Уже в начале 1840-х годов молодой Тургенев, рецензируя русский перевод «Фауста» Гёте, которого он идентифицировал с его героем и называл «поэтом-эгоистом», задал очень симптоматичный русский вопрос: как можно оставаться, подобно Гёте, абсолютно, словно из «одного куска», цельной личностью и при этом, «не разрушаясь и даже не страдая, вынести в себе Мефистофеля?» И здесь вступило в силу уже иное, нежели у Гёте, понимание демонического, бесовского начала: «.русский бес не то, что черт немецкой», — иронически констатировал Тургенев еще в ранней поэме «Параша» 1843 года.

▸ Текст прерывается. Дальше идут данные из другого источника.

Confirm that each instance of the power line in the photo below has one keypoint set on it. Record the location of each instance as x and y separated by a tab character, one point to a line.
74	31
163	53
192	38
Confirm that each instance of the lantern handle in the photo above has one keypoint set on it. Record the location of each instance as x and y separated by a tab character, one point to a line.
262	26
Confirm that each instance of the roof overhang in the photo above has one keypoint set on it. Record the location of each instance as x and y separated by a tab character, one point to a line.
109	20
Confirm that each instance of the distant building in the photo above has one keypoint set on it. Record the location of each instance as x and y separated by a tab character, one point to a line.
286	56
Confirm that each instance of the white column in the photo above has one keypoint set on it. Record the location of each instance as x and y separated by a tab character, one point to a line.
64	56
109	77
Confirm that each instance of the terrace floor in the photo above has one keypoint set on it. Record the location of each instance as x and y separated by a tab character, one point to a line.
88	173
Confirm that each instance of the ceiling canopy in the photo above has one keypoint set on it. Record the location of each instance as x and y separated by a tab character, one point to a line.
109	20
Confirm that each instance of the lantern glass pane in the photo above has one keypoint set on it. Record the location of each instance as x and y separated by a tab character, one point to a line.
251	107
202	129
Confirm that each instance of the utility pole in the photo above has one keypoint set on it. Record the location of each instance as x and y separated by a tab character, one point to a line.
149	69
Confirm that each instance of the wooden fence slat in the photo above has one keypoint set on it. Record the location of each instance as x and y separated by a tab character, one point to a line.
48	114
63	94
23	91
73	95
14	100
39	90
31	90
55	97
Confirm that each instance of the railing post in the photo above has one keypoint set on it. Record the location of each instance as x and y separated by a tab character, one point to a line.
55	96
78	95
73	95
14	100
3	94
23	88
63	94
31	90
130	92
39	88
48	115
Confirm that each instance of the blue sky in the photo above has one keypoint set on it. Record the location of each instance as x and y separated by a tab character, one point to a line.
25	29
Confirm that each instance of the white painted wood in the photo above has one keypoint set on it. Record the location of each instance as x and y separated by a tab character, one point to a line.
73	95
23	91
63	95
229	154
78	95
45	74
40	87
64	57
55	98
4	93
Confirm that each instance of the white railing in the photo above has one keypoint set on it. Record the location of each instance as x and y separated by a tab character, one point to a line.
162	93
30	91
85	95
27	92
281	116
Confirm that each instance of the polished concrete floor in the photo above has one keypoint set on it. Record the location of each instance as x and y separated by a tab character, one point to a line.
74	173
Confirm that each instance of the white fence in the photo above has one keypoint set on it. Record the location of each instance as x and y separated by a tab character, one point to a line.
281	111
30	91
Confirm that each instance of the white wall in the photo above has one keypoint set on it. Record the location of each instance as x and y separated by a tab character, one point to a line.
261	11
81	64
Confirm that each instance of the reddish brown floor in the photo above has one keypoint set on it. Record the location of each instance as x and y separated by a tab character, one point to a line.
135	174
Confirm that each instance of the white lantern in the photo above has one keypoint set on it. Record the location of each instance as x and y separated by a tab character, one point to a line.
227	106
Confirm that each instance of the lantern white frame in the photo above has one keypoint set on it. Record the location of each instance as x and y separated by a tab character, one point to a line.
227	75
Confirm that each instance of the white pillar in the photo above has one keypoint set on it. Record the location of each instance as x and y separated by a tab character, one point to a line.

Гётевский Мефистофель почти любовно относится к Богу за его «человеческое» к себе отношение, за его любезные беседы с «чертом»:

Von Zeit zu Zeit sehe ich den Alten gern

Es ist gar hubsch von einem grossen Herrn,

So menschlich mit dem Teufel selbst zu sprechen, —

этими словами «немецкого беса» завершает Гёте «Пролог на небесах». Такой Мефистофель — часть злой силы, творящей, однако, добро («Ein Teil von jener Kraft, / Die stets das Bose will und stets das Gute schafft»); он является своего рода «антитезисом» Фауста, побуждает его к действию, порой разрушительному, но устремленному в конечном итоге к гармонии. «Диалектическое» содержание гётевской трагедии не случайно импонировала Гегелю, который, называл ее в своих лекциях об эстетике «абсолютно философской поэмой», считая «Фауста» прекрасной иллюстрацией развития Абсолютного духа.